Notably, agricultural products and minerals made up only 12% of total exports while industrial products more than 88%, he noted.
The S&P Global Vietnam Manufacturing Purchasing Managers’ Index (PMI) in August indicated continued increases in output and new orders, as well as eased inflationary pressure. It stood at 52.4 points, showing strong improvement of business conditions in the middle of the third quarter.
As there are nearly four months left before the end of 2024, it’s now the peak period for domestic manufacturers to secure year-end orders. Meanwhile, those already receiving enough orders are increasing materials and workers to complete orders and deliver on schedule.

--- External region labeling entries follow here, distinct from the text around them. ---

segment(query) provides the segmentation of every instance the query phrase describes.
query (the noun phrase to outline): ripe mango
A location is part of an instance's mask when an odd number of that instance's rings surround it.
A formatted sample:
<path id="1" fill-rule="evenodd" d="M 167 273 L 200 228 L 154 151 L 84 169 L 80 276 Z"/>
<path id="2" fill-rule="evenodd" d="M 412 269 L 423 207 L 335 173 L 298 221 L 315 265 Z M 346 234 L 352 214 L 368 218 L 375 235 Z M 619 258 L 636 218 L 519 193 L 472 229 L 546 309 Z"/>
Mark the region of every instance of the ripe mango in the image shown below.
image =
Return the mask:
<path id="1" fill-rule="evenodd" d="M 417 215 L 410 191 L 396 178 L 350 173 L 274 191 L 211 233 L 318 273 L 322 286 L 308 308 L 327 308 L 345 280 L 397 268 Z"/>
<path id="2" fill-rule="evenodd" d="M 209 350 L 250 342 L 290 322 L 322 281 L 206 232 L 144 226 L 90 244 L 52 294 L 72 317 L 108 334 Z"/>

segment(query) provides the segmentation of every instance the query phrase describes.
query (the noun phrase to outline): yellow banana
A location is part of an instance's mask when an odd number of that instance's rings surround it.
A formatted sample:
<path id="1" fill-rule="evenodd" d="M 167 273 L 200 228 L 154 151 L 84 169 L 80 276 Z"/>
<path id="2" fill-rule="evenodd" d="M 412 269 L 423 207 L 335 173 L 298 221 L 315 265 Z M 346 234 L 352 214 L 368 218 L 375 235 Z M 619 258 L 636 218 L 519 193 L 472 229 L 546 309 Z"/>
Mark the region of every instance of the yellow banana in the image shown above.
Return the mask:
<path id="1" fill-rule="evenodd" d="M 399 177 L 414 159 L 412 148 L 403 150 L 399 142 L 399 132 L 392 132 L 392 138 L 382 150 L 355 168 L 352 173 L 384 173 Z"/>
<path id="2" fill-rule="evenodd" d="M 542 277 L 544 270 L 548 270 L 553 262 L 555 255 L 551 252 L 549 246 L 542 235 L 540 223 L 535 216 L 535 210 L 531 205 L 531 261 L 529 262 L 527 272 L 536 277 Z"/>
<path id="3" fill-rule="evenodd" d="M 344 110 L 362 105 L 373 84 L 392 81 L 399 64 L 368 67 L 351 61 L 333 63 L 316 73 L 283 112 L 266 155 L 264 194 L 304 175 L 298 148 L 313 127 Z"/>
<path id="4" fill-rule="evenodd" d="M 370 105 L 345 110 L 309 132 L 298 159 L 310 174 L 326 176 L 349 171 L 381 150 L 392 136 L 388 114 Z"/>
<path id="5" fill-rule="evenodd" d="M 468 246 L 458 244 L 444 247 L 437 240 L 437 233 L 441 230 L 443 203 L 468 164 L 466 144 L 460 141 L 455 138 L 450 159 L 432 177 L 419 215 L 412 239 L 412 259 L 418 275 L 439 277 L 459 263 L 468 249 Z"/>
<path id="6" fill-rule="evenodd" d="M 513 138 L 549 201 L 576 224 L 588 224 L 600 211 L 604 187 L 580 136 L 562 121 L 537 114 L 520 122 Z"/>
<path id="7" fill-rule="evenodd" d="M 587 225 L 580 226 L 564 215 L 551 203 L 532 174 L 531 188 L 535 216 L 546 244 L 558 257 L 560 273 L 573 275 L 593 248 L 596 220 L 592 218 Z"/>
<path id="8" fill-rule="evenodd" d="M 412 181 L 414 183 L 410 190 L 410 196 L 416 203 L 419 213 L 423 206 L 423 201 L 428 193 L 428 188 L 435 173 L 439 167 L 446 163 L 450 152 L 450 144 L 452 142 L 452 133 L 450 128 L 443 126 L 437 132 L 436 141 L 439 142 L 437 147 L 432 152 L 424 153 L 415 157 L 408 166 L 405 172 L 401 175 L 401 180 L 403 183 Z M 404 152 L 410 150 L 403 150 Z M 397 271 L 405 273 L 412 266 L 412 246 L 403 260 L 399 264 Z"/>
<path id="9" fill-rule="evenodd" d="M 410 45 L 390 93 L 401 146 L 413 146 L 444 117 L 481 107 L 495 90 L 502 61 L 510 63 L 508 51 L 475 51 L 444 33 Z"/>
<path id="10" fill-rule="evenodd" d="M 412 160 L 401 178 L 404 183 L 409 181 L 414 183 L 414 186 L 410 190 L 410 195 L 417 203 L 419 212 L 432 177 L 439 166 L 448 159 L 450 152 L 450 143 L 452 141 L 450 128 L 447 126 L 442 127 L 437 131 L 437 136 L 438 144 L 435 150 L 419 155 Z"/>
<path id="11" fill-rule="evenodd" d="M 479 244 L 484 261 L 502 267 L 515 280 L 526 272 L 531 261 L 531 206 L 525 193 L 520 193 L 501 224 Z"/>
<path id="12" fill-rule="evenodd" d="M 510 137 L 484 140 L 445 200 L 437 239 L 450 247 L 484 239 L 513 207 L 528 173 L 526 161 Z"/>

Cao Huu Hieu, General Director of the Vietnam National Textile and Garment Group (Vinatex), said the group has gained enough orders to fulfill through the end of Q3 and Q4 2024. Given the signs recorded so far, the entire sector’s exports may grow 8-10% this year.
During the first eight months, the sector earned approximately 28.5 billion USD in overseas shipments. That includes 24.3 billion USD in textile and garment products, 2.92 billion USD in fibre and yarn, and nearly 1.2 billion USD in materials, respectively up 7.9%, 1.3%, and 11.9% year on year.
Andrew Harker, Director for Economic Indicators & Surveys at S&P Global Market Intelligence, held that inflation, with both input costs and output prices rising at much weaker rates in August, was reportedly a factor contributing to sustained new order growth. Overall, the manufacturing sector continues to enjoy a strong second half of the year.
Given the current order situation and the growth of input material imports, foreign trade is likely to go beyond the 2022 record.
If the monthly turnover of 70 billion USD is maintained, total exports and imports for the whole 2024 may exceed 790 billion USD. If some industries are unable to maintain their performance, the figure may stand at 785-786 billion USD.